Vortex-Codec: neural lossless byte-level codec

These details have not been verified by PyPI

Project description

Vortex-Codec

Vortex-Codec is a Python library for neural lossless compression using compressive transformers + arithmetic coding. Use it as a package in your projects or via the provided CLI tools.

Installation

# Install in editable/development mode
pip install -e .

# Or install runtime requirements only
pip install -r requirements.txt

Quick usage (library)

import vortex
from vortex.models.optimized_transformer import OptimisedCompressiveTransformer

print(vortex.__version__)
model = OptimisedCompressiveTransformer()

Quick usage (CLI)

# Compress and decompress via installed console scripts
vortex-compress --model PATH_TO_MODEL --input file.bin --output file.vxc --config path/config.yaml
vortex-decompress --model PATH_TO_MODEL --input file.vxc --output recovered.bin --config path/config.yaml

Repository Layout

vortex-codec/
├── vortex/                              # core Python package
│   ├── models/
│   │   ├── __init__.py                  # re-exports all public symbols
│   │   ├── compressive_transformer.py   # base model (CompressiveTransformer)
│   │   └── optimized_transformer.py     # production model (OptimisedCompressiveTransformer)
│   ├── compression/
│   │   └── arithmetic_coding.py         # torchac encode/decode + BPD metric
│   ├── data/
│   │   └── dataset.py                   # make_loaders() for binary / HDF5 files
│   └── utils/
│       ├── training.py                  # LR schedule, checkpointing, EarlyStopping
│       └── zipnn.py                     # Huffman post-training weight compression
├── scripts/
│   ├── train.py                         # full training loop (CATWrapper, AMP, TensorBoard)
│   ├── compress.py                      # file → .vxc bitstream
│   ├── decompress.py                    # .vxc bitstream → file
│   ├── evaluate.py                      # BPD vs gzip / zlib / lzma baselines
│   └── compress_weights.py              # apply ZipNN compression to a checkpoint
├── experiments/
│   ├── atlas_experiment/                # ATLAS FTAG HDF5 -> .bin splits
│   ├── camel_experiment/                # CAMEL HDF5 -> raw + float32 .bin splits
│   ├── hepmc_experiment/                # ATLAS HEPMC tarballs -> .hepmc splits
│   ├── cms_experiment/                  # CMS NanoAOD ROOT -> padded float32 .bin
│   ├── cms_experiment_lg/               # Original large-dataset CMS pipeline
│   └── alice_experiment/                # ALICE ROOT -> padded float32 .bin
├── configs/                             # hardware-specific base configs
│   ├── colab_t4.yaml
│   ├── rtx4070_8gb.yaml
│   ├── default.yaml
│   ├── rtx4090_24gb.yaml
│   └── amd_mi300x.yaml
├── tests/
│   └── test_basic.py
└── docs/
    ├── ARCHITECTURE_COMPARISON.md       # v1 vs v3 component-by-component diff
    └── HARDWARE_GUIDE.md

Architecture

Overview

Vortex-Codec is a byte-level autoregressive model: given a stream of bytes it predicts a probability distribution over the next byte, and uses arithmetic coding (torchac) to encode/decode the stream losslessly. Lower predicted cross-entropy = better compression.

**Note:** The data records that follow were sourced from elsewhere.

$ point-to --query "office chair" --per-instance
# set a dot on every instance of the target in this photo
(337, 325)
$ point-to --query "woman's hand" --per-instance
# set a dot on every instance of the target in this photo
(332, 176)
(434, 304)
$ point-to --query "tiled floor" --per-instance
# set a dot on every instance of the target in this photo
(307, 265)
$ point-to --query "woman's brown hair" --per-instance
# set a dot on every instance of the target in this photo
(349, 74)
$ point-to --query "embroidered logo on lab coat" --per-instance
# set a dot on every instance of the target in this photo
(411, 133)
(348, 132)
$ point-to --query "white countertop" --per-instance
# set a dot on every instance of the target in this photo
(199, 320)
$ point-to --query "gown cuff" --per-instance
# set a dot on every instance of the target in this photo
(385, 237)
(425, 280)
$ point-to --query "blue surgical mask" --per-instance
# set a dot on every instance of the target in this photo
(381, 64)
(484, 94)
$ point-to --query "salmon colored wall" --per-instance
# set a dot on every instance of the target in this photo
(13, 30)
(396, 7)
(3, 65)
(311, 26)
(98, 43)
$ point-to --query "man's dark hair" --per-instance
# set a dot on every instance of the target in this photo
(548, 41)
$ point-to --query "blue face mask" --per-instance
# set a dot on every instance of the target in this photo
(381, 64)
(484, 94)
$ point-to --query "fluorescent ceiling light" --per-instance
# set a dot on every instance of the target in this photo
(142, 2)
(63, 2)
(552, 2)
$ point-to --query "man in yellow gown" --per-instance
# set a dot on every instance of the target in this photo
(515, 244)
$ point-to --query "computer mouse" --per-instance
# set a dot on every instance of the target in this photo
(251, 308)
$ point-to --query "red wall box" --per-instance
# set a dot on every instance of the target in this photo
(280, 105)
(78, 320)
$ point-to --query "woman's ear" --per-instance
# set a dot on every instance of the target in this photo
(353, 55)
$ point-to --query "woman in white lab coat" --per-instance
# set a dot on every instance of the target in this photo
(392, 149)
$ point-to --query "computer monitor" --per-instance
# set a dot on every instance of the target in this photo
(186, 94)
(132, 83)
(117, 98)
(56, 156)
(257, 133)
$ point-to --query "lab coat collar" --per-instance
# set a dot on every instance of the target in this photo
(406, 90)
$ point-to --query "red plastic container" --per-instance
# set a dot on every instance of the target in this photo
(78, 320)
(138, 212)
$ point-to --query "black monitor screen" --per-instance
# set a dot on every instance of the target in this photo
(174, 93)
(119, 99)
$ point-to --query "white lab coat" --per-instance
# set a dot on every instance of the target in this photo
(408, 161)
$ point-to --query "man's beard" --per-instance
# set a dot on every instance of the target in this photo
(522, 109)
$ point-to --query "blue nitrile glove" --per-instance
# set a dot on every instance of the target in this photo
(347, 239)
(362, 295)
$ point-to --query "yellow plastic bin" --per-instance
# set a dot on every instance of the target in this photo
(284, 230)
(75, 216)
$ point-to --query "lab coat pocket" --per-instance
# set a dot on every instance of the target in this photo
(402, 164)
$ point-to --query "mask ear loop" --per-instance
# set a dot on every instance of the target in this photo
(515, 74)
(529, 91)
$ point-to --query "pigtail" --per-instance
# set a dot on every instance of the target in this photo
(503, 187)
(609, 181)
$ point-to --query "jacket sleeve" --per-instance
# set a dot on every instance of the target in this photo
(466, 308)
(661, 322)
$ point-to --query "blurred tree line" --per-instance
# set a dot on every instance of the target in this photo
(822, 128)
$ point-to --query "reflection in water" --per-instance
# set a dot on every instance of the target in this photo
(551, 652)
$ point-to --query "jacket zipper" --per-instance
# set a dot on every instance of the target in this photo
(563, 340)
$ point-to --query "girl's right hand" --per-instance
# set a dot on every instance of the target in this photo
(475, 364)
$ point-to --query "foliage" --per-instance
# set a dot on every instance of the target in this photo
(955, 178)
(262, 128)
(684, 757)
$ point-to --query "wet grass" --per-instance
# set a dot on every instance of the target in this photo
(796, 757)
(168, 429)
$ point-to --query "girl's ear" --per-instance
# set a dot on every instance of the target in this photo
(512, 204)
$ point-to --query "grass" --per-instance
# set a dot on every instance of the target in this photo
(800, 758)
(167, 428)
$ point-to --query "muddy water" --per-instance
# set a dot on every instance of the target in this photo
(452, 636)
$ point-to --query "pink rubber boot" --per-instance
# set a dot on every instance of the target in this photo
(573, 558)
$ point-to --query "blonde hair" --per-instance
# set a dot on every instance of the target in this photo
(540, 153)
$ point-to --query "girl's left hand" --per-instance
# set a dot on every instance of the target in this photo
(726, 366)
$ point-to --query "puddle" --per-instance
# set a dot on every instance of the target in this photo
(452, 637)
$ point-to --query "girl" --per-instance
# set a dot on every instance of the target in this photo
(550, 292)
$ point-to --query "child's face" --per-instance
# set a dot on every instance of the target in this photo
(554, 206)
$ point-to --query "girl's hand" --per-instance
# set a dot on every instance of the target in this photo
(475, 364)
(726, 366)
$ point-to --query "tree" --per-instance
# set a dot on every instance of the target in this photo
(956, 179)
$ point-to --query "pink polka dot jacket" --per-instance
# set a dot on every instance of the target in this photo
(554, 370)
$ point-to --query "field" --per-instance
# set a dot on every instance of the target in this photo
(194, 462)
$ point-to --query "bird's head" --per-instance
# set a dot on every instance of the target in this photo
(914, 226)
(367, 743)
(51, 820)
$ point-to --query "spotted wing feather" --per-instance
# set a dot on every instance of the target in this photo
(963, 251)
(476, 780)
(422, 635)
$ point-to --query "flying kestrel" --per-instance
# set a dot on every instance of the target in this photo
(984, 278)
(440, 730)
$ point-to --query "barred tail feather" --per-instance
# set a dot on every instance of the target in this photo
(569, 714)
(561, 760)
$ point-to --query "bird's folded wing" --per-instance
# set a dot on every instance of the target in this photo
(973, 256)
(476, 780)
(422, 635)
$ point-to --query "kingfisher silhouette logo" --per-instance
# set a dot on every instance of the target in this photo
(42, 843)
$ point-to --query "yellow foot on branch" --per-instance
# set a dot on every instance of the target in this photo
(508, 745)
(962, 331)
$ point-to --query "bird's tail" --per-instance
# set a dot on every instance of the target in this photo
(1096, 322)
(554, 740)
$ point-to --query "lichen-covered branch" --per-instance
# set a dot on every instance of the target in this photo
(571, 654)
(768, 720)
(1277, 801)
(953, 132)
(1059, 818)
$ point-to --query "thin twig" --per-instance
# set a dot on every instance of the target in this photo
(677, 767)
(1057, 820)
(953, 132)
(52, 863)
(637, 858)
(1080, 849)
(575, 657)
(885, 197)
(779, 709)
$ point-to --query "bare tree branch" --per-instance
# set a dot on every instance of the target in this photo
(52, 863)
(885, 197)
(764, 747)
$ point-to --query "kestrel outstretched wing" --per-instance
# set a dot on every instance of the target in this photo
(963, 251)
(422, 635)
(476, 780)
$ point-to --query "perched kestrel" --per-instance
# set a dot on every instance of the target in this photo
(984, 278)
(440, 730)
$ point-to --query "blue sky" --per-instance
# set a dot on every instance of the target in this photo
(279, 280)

The codebase contains two model variants, both in vortex/models/:

Class	File	Use
`CompressiveTransformer`	`compressive_transformer.py`	Reference / lightweight
`OptimisedCompressiveTransformer`	`optimized_transformer.py`	Production (Flash Attn2, KV cache, RMSNorm)
`CATWrapper`	`optimized_transformer.py`	Dynamic chunk scheduler wrapping either model

`compressive_transformer.py` — Base Model

`TDTEmbedding`

Per-type embedding for IEEE-754 float32 byte streams.
Each of the 4 byte positions within a float32 (mantissa-low through sign/exponent-high) gets its own nn.Embedding(256, d_model) lookup table, since they have very different entropy profiles. An additional learnable type_scale vector (softmax-normalised) gates each table's contribution.

byte (0–255) ──► table[ t % 4 ]  (one of 4 typed tables, scale-gated)
                       ↓
                 h  (B, T, d_model)

`LearnableTokenEviction` (LTE)

Content-adaptive token selection replacing strided Conv1d downsampling.
A lightweight depthwise + pointwise scorer produces per-token importance scores; the top-k (where k = ceil(T / rate)) tokens are kept in original temporal order. A straight-through soft gate (sigmoid-weighted) keeps the operation end-to-end differentiable. A final Conv1d projection + LayerNorm produces the memory representation.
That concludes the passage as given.